Journalism will face unprecedented challenges in 2025, as the intersection of artificial intelligence, content creation and business models reaches a critical juncture. As Google and Meta continue to move away from news while introducing new generative search and chatbots, the limited revenue and access to audiences that publishers have been able to gain through referral traffic is set to decline further. , which means that adaptation is not optional – it is existential. .
The Great Content Divide
THE assessment and protecting journalistic content in an era of aggressive AI-driven content extraction takes place against a backdrop of increasing integration of AI into the newsroom and operations. After a burst of partnerships and licensing agreements With the most prestigious and content-rich news brands over the past year, major tech companies Google, Meta, Microsoft and (Microsoft-backed OpenAI) are unlikely to continue as many over the past year. of the coming year that they continue to claim fair use for text and data mining in the middle of a a multitude of trials this will take years to resolve. This strategic co-opting of publishers with the largest and highest quality portfolios – who also happen to be those with the resources to pursue lawsuits – will create a stark divide in the media ecosystem, where only the largest publishers with guaranteed content pipelines will secure AI partnerships. with big tech companies and AI unicorns. This will leave a long tail of smaller, regional, local, ethnic, investigative and specialty media outlets that will struggle to adapt to an environment in which referral traffic from search and social media continues to decline. quickly amid growing competition from AI-generated content farms and AI-curated news apps.
However, there is also an opportunity for newsrooms excluded from the agreements – the “long tail” of journalism. AI companies will need to solve the problem of declining access to quality data — a trend that is likely to grow as publishers limit unfettered crawling of their websites by AI bots and experiment with new ways to license and monetize their archive and time content real. There are also a growing number of AI startups that cater to consumers or aim to provide business-focused services that rely on access to relevant, timely and trusted content and cannot afford to flout the copyright or offer compensation to their customers, as big tech companies do.
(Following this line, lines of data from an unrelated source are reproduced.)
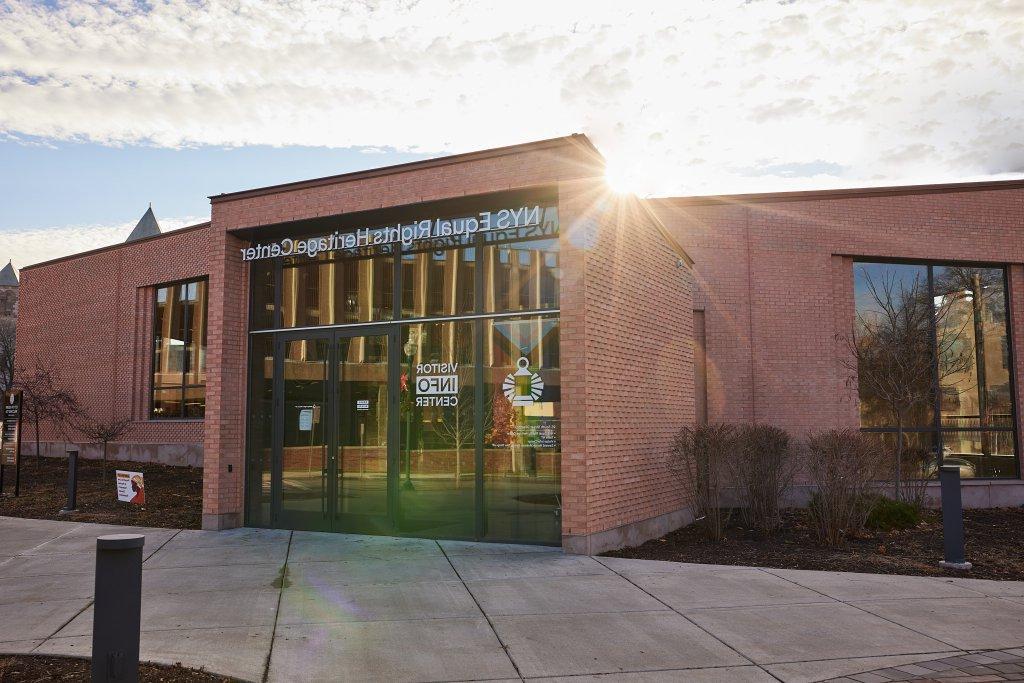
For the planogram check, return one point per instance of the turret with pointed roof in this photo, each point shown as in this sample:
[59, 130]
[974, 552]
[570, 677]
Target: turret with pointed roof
[146, 226]
[8, 291]
[7, 275]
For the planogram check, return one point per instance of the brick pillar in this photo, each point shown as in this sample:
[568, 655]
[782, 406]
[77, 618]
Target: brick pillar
[223, 444]
[579, 218]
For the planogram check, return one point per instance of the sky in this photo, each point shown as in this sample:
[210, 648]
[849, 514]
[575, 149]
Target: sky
[108, 107]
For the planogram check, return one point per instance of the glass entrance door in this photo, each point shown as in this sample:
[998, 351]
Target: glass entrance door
[364, 424]
[334, 436]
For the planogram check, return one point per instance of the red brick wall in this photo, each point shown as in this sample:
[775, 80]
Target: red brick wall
[627, 365]
[8, 302]
[90, 319]
[776, 278]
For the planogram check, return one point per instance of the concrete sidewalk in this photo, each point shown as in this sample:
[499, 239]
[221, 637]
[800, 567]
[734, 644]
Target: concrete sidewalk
[278, 605]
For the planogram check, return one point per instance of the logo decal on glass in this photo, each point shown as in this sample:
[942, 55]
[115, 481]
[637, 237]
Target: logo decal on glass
[522, 387]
From RAG to riches? The challenge of promoting content
Publishers are entering this complex new terrain of content promotion with limited information about how to establish the value of their journalism in this new ecosystem driven by AI. This means that 2025 will be the year of learning and experimenting. Editors will learn how to distinguish between training and inference data, and why retrieval augmentation generation (RAG), a process that retrieves relevant information from external sources to complete large language models , could offer more diversified and lucrative sources of income than the sale of their archives. to train large language models. They will need to experiment with a range of licensing solutions aimed at connecting content industries to AI models. The news industry will be forced to develop nuanced pricing models for different content use cases, with particular attention to archival content, original journalism and local reporting.
This represents a crucial shift from previous passive approaches to content licensing, making it imperative to learn from other industries like music, which has a more nuanced and dynamic approach to licensing that includes rights and remuneration of musicians and composers, not just corporate content owners.
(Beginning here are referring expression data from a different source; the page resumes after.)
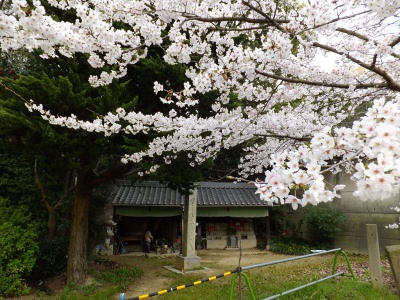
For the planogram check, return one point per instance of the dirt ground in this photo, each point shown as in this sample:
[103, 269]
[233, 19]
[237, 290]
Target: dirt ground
[215, 262]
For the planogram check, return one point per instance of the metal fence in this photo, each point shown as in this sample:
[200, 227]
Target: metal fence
[239, 272]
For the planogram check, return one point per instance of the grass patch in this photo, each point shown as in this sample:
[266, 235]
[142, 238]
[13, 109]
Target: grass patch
[268, 281]
[290, 246]
[109, 279]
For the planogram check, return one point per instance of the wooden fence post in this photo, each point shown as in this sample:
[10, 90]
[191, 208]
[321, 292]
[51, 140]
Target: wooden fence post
[374, 256]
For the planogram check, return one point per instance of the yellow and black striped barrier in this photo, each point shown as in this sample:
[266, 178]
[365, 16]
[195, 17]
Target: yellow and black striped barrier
[179, 287]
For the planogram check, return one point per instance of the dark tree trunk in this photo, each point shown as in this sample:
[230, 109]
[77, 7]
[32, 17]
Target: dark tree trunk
[77, 250]
[51, 221]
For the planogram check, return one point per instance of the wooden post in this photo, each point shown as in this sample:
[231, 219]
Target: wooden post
[393, 253]
[374, 256]
[267, 232]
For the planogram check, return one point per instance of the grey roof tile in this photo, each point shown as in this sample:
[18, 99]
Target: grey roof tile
[152, 193]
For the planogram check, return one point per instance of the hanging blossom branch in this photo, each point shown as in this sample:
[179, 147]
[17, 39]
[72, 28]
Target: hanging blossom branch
[370, 147]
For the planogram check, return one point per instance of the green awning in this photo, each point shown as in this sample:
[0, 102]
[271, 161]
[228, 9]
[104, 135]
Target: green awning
[148, 211]
[237, 212]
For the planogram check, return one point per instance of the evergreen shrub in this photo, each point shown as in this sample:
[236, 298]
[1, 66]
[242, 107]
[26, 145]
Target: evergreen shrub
[19, 236]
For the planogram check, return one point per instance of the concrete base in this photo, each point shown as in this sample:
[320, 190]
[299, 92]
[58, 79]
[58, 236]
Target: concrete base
[393, 253]
[184, 263]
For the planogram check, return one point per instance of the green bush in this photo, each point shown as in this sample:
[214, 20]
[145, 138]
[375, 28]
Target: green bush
[324, 223]
[290, 246]
[18, 248]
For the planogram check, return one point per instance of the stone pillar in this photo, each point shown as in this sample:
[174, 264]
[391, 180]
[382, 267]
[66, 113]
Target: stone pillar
[374, 256]
[393, 253]
[189, 260]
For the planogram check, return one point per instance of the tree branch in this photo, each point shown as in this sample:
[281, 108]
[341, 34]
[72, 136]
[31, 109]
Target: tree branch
[390, 82]
[364, 38]
[320, 83]
[284, 137]
[112, 173]
[234, 19]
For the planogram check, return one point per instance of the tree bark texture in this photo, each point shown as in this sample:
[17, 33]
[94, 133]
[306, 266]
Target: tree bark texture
[77, 250]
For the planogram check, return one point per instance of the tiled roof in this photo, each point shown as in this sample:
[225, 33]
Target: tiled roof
[152, 193]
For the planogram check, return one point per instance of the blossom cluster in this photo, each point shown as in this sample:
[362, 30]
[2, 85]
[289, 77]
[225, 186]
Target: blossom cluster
[369, 150]
[269, 55]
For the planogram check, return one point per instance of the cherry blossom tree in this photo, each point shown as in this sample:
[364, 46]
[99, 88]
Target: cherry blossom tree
[271, 56]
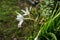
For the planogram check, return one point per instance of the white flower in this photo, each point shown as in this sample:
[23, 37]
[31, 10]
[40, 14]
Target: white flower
[25, 11]
[21, 18]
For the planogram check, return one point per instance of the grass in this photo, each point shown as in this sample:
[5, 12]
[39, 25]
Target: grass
[46, 24]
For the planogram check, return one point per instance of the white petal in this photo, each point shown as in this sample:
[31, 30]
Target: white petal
[20, 23]
[23, 11]
[17, 12]
[19, 17]
[30, 8]
[26, 12]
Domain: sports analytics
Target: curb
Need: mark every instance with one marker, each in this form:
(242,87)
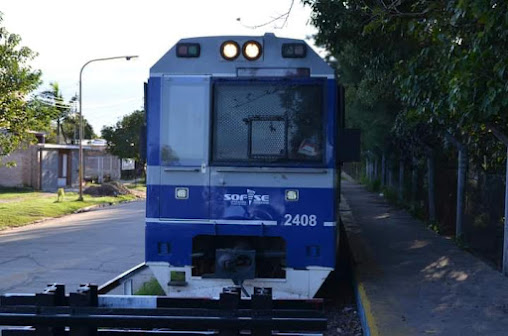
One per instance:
(363,304)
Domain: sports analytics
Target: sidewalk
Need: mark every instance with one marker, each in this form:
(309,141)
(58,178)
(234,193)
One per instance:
(411,281)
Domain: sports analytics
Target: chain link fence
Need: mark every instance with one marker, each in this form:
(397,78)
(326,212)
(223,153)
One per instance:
(407,184)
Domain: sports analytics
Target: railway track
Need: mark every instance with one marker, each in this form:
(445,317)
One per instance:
(87,313)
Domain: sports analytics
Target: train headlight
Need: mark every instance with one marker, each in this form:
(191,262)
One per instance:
(294,50)
(188,50)
(252,50)
(291,195)
(182,193)
(229,50)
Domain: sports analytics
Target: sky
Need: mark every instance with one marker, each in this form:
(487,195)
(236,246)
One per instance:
(68,33)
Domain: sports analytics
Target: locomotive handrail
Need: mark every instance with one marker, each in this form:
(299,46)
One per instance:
(183,169)
(117,281)
(270,170)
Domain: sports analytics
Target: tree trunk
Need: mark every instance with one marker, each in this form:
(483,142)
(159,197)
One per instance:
(414,182)
(461,184)
(431,187)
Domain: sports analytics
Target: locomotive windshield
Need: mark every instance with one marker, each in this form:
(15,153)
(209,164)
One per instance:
(267,122)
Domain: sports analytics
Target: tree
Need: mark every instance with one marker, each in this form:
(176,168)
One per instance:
(439,67)
(58,107)
(18,114)
(124,138)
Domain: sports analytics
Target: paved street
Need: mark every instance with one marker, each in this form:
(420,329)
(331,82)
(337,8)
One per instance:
(88,247)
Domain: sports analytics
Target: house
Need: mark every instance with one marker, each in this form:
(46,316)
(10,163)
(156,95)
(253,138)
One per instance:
(47,167)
Adaptive Partnerships for the AI Data Market
2025 will see significant experimentation between publishers and AI companies, among those led by former Big Tech information executives like TOLL And IndigenousHuman to others like Prorated, SphereAnd Emerging methods who have fewer ties to the platforms that have eviscerated the business models of digital journalism. This competitive innovation landscape creates unique opportunities for independent publishers and journalists to explore various AI licensing models and see what works for them. With so many competing startups vying to serve this emerging market, publishers – and in some cases journalists who own their own newsletter or website – will have plenty of opportunities to experiment and try out the different services. This means that investing in technical expertise, forming collaborations to learn and perhaps even sharing technical resources, and collective approaches will become increasingly important.
The year 2025 will be defined by the strategic recalibration of journalism in response to the disruptive potential of AI. Success will depend on publishers’ ability to understand the value of their content, develop technical sophistication, and navigate a complex and rapidly evolving technological landscape, while continuing to produce journalism in an increasingly challenging political environment and hostile.